Denn leicht macht es das Kunstgebäude seinen Nutzern nicht. Die Lage mag perfekt sein und das Haus ein Wahrzeichen der Stadt, aber der Kuppelsaal mit seinen 500 Quadratmetern und die engen, umlaufenden Kabinette sind nicht leicht zu bespielen. Dass seit dem Auszug der Städtischen Galerie vor mehr als zehn Jahren kein überzeugendes Konzept zur Nutzung gefunden wurde, lag aber auch daran, dass die Mittel fehlen. Ob für einen Ausstellungsbetrieb oder eine gemischte Nutzung – eine neue Institution bräuchte eine verlässliche Finanzierung, die „nicht ganz gering ausfallen“ würde, wie Petra Olschowksi sagt. Für die derzeitige Übergangsphase und auch das Festival „New Narratives“ hat das Land Mittel zur Verfügung gestellt; diese Projekt- und Sondermittel können allerdings nicht für eine dauerhafte Finanzierung genutzt werden.

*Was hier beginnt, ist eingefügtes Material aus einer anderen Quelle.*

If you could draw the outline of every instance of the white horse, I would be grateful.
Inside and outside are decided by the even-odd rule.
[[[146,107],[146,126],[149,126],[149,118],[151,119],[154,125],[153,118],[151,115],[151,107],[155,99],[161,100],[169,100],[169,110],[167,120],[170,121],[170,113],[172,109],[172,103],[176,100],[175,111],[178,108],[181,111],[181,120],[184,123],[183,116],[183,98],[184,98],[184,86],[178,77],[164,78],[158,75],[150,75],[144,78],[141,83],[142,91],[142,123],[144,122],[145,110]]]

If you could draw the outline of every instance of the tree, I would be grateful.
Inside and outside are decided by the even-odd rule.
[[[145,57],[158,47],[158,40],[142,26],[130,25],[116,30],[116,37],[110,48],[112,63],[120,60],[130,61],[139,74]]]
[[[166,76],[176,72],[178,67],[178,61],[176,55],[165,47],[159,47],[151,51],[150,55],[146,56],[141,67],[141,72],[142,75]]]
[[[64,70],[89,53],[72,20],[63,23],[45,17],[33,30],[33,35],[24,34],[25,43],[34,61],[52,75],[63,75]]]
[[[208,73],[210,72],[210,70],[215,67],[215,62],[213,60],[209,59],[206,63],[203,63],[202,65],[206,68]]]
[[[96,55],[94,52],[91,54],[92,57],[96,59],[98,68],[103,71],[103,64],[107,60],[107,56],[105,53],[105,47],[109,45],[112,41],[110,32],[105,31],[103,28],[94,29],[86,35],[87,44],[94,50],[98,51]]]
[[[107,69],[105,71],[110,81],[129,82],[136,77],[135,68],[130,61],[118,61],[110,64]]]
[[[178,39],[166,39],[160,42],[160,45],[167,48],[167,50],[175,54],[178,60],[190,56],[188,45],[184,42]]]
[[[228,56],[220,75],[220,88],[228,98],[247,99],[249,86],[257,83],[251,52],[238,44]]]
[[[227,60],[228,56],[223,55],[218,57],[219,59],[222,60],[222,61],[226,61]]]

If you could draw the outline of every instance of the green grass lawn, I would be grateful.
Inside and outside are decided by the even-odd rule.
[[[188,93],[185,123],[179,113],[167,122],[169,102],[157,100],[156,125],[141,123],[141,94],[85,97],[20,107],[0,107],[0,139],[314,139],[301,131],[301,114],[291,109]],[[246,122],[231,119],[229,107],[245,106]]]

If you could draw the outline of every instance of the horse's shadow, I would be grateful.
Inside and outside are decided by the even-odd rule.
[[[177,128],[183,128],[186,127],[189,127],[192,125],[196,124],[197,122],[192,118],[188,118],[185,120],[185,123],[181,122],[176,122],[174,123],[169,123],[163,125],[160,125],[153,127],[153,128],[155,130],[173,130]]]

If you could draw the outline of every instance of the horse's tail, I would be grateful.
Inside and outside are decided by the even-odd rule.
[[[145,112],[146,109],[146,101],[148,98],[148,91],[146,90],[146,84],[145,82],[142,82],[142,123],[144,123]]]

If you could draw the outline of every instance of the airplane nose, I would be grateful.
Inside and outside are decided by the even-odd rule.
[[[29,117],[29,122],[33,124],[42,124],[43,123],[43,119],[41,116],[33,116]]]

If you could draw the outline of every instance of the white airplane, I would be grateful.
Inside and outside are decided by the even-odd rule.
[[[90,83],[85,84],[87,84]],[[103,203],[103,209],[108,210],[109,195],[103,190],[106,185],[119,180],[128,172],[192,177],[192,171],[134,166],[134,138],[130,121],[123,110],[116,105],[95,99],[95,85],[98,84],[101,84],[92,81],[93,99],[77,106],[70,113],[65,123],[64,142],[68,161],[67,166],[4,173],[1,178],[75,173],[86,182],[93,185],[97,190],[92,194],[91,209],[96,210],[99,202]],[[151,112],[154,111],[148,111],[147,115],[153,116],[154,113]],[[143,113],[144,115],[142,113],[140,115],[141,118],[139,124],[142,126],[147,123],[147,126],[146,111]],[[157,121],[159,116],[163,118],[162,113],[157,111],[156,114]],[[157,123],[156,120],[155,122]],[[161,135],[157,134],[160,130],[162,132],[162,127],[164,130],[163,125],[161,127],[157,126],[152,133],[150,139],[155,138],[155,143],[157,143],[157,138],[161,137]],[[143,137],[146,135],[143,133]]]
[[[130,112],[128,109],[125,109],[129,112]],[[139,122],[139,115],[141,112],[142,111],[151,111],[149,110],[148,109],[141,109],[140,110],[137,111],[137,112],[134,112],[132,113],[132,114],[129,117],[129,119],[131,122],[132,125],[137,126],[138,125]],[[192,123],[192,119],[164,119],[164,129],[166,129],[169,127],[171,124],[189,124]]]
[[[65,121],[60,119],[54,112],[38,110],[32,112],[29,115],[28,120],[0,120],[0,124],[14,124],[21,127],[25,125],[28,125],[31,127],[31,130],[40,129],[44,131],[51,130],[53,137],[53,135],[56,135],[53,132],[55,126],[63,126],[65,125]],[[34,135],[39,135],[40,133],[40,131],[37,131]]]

Noch ist offen, wie die Räume künftig genutzt werden

Der Umbau des Kunstgebäudes soll 2019 beginnen. Der erste Stock wird grundlegend saniert und ertüchtigt. „Welche Funktion die Räume langfristig haben werden, ist noch offen“, so Olschowski. Auch ab wann das Kunstgebäude wieder komplett der Kunst zur Verfügung stehen wird, sei gegenwärtig noch nicht klar. „Das hängt davon ab, wann der Mitteltrakt im Neuen Schloss zur Nutzung wieder zur Verfügung stehen wird.“

Olschowski führt bereits Gespräche, wie das Kunstgebäude danach genutzt werden könnte. Ob dabei die Formate, die mit „New Narratives“ erprobt wurden, eine Rolle spielen werden, ist fraglich. „Es gibt Themen in der Stadt, die noch nicht besetzt sind“, meint die Staatssekretärin und denkt etwa an die Architektur. Eine Nutzung des gesamten Gebäudes durch den Württembergischen Kunstverein kann sie sich dagegen nicht vorstellen. Da es sich um eine sehr große Gesamtausstellungsfläche handelt, sei dies eine zu große Verantwortung für einen Verein.